According to the World Health Organization, some 500,000 children go blind annually due to Vitamin A deficiency. “Golden Rice,” bio-fortified with Vitamin A-enhancing beta-carotene, fights blindness, diarrhea, measles, and more.
Golden, shmolden, Greenpeace responds. It dismissed this innovation as “Fool’s Gold” in a February 9, 2001 communiqu? from Manila. Greenpeace helpfully added: “The only long-term solution is to work on the root causes of poverty and to ensure access to a diverse and healthy diet.” Why didn’t the Filipinos think of that?
This attitude has hobbled Golden Rice’s development, even as the future for thousands of Earth’s poorest kids fades to black.
Brazilian farmers want “Roundup Ready” herbicide-resistant soybeans whose cultivation reduces soil erosion. This should thrill the rain forests, too. Alas, Greenpeace’s lobbying and local officials’ wishes to export produce to GMO-wary Europe have kept this Monsanto product from taking root in Brazil.

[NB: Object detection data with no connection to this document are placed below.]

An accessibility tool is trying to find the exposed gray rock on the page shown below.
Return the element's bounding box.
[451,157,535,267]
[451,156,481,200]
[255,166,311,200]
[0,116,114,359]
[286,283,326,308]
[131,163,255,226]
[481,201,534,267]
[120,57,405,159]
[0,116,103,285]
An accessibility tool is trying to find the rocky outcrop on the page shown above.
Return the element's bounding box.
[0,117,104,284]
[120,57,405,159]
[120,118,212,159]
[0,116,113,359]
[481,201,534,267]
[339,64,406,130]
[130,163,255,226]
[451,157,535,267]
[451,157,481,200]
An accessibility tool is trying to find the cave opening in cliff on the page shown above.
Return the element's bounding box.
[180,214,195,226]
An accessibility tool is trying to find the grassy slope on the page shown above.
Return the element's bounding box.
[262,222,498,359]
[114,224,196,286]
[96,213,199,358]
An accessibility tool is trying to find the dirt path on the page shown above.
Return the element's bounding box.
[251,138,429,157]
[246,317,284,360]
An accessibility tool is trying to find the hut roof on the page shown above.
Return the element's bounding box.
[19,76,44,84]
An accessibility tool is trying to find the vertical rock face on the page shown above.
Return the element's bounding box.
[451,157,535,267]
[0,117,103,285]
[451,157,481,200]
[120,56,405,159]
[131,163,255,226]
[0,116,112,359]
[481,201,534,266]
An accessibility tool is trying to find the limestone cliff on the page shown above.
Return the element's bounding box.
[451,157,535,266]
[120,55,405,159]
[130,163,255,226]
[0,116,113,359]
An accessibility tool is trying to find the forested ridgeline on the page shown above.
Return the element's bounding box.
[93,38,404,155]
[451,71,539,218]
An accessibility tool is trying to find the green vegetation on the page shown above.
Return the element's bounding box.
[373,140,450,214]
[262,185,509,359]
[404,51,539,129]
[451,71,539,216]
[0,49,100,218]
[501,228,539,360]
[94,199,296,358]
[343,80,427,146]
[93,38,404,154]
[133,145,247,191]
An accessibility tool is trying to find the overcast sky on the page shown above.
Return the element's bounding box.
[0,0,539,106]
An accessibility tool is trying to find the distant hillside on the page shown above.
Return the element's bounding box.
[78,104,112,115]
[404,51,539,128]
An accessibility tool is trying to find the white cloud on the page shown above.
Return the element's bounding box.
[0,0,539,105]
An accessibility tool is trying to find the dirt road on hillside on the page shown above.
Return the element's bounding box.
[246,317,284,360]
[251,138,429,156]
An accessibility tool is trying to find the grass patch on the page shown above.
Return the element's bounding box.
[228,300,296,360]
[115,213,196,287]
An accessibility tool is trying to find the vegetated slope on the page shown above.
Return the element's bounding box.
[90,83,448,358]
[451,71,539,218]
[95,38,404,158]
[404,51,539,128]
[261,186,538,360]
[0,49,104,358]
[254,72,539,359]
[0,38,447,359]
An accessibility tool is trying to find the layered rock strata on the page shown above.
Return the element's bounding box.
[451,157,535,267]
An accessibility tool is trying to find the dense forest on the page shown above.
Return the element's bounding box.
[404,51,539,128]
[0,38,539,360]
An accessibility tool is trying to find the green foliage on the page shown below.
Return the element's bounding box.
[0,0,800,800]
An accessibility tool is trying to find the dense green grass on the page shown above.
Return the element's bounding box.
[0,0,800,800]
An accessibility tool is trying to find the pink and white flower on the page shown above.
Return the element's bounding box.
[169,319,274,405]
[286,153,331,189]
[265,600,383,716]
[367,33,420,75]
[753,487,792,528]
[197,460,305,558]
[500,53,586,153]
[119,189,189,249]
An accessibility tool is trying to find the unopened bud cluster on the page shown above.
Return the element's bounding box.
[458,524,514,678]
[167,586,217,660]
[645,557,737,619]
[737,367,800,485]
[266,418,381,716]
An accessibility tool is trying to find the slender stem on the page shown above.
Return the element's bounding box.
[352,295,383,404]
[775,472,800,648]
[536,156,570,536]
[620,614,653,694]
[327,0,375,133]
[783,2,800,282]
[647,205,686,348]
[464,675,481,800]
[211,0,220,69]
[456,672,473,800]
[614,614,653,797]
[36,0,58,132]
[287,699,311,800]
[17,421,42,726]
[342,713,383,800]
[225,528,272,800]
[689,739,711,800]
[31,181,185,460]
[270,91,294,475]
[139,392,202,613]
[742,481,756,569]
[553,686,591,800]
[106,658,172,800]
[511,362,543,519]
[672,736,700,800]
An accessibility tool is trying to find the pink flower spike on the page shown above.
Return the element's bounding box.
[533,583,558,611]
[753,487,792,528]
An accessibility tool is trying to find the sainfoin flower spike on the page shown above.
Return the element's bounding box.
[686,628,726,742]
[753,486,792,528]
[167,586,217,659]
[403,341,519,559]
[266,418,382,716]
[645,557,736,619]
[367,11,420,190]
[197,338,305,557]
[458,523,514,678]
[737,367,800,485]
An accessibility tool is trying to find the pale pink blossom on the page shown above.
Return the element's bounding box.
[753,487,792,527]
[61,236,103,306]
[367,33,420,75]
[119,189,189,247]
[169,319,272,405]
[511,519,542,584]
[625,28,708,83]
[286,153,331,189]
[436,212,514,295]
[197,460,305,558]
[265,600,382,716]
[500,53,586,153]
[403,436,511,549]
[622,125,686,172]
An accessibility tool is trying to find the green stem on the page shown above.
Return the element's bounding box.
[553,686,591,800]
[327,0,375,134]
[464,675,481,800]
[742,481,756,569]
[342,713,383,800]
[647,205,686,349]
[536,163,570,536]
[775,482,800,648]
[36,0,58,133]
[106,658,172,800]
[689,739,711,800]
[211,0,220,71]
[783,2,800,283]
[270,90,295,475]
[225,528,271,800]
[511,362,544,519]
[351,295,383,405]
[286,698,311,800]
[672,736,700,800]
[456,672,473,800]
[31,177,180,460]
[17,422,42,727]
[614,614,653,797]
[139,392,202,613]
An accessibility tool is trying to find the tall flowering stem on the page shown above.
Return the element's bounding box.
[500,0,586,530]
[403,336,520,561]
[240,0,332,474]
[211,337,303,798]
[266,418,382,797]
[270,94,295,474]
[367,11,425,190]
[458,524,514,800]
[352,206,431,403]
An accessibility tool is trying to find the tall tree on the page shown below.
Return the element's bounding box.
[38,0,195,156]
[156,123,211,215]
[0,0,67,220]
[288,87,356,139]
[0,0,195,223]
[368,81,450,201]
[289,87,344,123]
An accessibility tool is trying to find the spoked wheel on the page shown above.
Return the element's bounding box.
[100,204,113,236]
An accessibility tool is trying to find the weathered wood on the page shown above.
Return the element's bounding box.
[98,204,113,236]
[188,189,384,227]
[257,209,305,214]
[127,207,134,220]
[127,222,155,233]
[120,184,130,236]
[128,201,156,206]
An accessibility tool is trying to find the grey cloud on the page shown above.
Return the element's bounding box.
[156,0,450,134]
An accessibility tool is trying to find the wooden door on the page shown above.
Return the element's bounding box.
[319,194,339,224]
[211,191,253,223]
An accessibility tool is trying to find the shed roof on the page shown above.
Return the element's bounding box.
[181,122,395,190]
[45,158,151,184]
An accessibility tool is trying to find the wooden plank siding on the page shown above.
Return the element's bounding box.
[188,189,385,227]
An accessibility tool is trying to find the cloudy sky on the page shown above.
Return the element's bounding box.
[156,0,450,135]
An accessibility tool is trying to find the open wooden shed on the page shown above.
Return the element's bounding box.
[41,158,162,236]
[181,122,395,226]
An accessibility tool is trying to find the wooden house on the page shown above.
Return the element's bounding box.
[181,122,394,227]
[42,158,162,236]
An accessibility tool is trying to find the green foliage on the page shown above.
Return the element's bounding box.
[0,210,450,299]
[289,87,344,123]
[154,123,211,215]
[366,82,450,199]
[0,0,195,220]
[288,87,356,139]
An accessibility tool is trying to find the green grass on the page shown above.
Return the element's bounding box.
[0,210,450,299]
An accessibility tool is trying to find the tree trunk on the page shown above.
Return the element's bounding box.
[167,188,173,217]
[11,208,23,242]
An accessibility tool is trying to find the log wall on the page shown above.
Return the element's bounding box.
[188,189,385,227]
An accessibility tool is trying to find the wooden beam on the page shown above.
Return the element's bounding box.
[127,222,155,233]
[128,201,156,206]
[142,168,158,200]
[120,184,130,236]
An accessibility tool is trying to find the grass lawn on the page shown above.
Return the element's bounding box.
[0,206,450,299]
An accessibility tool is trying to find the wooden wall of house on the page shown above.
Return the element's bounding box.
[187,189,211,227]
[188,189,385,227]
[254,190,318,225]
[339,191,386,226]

Kenyan agronomist Dr. Florence Wambugu and Monsanto spent three years producing a virus-resistant sweet potato that, as she said in the December 23, 2002 Forbes magazine, “holds the promise of feeding some of the 800 million chronically undernourished people in the world.” Unimpressed, eco-terrorists with the Earth Liberation Front (ELF) destroyed her lab and test crops.
“If they don’t want it, they don’t have to have it,” Wambugu said. “We’re dying, so can we eat first?”
Like ELF, Greenpeace militants have killed GM crops. Ben & Jerry’s, Patagonia and media mogul Ted Turner have financed the Ruckus Society, a group that trains eco-extremists such as those behind the January 2002 bombing of a plant genomics center under construction at the University of Minnesota at St. Paul.
Ironically, genetically modified seeds often require less pesticides and boost crop yields, thus limiting the acreage needed for farming. This liberates land for flora, fauna, and homo sapiens on early-summer strolls. Even better, impoverished yellow, brown, and black children can reach adulthood. Rather than celebrate these dreams come true, extravagantly funded eco-freaks sabotage these breakthroughs. Where’s the social responsibility in that?
Deroy Murdock is a senior fellow with the Atlas Economic Research Foundation and a columnist with the Scripps Howard News Service.